Combine the rise of young Finnish players with the Winnipeg Jets’ established ability to mine amateur talent and you could have a perfect match with defenceman Ville Heinola at the 20th overall pick.

The Jets may soon have to be re-named the Lions — as in, the team name of Finland’s national club — given the amount of young kids from that country now in GM Kevin Cheveldayoff’s pipeline. Winnipeg’s two most recent first picks in Round 1 were Finns, with sniper Patrik Laine selected second overall in 2016 and big winger Kristian Vesalainen nabbed 24th overall two years ago in 2017. (No first-round pick for Winnipeg last June.) The Jets also took a seventh-round flyer on Sami Niku in 2015 and he was the American Hockey League defenceman of the year in 2017-18.

Now comes Heinola, whose 14 points in 34 Liiga games — Finland’s top circuit — may not melt your brain, but represent a very solid showing for an undersized kid who didn’t turn 18 until March. For reference, emerging Dallas Stars stud D-man Miro Heiskanen managed just 10 points in 37 contests during his draft-eligible season while competing against the best professionals in Finland. Some of Heinola’s points, as Sportsnet draft guru Sam Cosentino noted, came while the left-shooting rearguard was flipped around, playing the right side of the ice.

His less-than-imposing frame might lead you to assume Heinola depends on hot wheels to make an impact, but that’s not really the case. He’s got a big hockey brain that shines playing the thinking player’s position. Heinola’s calm demeanour — the boys used the old “looks like he’s playing in a rocking chair” line on the Sportsnet broadcast — and spectacular vision allow him to usually make the right play at the right time.

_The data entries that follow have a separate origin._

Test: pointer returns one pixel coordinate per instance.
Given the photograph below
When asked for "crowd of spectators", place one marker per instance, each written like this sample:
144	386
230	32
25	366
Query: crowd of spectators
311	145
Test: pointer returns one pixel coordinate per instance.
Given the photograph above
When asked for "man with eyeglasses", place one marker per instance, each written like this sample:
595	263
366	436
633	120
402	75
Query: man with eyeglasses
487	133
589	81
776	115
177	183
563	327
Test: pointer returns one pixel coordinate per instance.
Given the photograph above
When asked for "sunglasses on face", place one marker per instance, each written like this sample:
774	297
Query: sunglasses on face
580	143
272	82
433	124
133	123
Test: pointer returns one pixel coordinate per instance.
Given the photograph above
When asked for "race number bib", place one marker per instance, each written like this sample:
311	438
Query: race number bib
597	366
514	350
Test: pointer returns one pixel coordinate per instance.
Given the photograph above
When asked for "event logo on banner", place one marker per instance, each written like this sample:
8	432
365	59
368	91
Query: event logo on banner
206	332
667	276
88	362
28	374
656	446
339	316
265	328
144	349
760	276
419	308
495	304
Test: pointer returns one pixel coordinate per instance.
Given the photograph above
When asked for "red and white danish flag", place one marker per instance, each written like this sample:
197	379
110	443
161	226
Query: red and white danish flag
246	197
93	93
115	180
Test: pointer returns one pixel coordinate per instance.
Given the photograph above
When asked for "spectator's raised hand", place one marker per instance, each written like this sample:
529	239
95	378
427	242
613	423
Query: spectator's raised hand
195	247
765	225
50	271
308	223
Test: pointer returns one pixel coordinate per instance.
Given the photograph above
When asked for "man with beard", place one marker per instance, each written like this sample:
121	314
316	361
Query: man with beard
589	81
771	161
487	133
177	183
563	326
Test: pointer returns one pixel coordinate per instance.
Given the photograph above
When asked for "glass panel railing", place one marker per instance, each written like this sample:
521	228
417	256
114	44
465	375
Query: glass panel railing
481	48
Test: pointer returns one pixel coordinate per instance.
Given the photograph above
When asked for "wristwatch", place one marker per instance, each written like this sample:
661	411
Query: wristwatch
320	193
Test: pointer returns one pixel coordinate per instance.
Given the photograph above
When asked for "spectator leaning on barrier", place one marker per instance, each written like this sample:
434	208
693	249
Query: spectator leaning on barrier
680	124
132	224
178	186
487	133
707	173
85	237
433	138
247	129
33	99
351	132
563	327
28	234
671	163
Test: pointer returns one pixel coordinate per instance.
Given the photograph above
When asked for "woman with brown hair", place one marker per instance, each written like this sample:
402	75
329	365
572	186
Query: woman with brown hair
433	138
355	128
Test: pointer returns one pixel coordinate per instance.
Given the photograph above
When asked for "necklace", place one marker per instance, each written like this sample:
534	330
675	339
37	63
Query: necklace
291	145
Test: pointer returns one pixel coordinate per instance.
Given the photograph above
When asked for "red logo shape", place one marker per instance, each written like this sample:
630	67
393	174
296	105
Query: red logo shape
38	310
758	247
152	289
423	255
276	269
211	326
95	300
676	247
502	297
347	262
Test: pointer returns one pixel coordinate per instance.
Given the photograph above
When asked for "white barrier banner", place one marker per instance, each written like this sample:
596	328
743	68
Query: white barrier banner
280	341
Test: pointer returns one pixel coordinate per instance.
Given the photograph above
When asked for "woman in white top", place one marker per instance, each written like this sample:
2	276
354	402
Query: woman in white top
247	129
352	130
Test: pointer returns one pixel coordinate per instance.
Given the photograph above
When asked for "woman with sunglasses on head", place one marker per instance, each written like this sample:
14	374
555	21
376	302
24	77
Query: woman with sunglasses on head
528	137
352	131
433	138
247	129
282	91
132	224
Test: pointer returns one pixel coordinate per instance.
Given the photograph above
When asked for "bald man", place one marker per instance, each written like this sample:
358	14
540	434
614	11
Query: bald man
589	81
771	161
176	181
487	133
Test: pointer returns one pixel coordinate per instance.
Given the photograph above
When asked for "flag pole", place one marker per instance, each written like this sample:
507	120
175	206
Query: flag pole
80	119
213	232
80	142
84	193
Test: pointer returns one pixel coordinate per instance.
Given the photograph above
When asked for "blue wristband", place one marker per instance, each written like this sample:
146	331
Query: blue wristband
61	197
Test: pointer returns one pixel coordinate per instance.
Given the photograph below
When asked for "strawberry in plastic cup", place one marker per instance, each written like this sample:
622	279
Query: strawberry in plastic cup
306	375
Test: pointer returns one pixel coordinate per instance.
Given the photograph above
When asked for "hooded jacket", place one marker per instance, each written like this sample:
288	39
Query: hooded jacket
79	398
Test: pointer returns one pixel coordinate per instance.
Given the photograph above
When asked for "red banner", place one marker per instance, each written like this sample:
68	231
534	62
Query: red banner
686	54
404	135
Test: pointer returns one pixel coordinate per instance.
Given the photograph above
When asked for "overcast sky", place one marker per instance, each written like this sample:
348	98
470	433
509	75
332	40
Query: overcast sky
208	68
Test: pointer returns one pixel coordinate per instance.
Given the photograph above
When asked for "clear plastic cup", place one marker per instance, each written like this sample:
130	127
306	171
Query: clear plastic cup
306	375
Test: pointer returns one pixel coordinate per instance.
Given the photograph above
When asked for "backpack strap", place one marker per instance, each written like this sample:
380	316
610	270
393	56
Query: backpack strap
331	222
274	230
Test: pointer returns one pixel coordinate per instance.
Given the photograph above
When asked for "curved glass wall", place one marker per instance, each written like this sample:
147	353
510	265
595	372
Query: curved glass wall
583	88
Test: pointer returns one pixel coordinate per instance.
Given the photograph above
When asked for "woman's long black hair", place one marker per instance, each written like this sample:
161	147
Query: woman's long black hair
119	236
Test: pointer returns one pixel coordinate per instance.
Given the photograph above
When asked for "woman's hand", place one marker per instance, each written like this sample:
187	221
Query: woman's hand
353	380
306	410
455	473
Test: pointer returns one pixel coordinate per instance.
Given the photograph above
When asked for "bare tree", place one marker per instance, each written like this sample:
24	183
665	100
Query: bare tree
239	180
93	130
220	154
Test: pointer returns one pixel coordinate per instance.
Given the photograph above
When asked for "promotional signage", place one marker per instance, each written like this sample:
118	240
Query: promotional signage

The young man’s good instincts may have even been in play on draft night, as the Jets sauntered up to the podium.

“Our meeting at the [NHL Draft Combine] went well,” he said of the interview he had with the Winnipeg brass in Buffalo a few weeks ago.

Heinola was part of the Finnish team that won gold at the 2019 World Junior Championship in Vancouver six months ago and the amount of talent pouring into the NHL from that country right now is staggering. With Heinola’s WJC teammate Kaapo Kakko going No. 2 overall to the New York Rangers, a Finn has now been selected among the top three picks in each of the past four drafts and five times in the past seven years dating back to Aleksander Barkov being taken by the Florida Panthers in 2013. Prior to that year, a Finn had gone in the top three picks on just three occasions in the entire history of the draft.

Of course, Winnipeg — which dealt away its first-rounder at each of the past two trade deadlines, but got this one back from the Rangers in the Jacob Trouba swap — is a here-and-now team gunning for a title. Heinola probably won’t be able to help with that in the next couple years, but it’s easy to see him being a big part of the plan — along with some of his talented countrymen — in the years to come.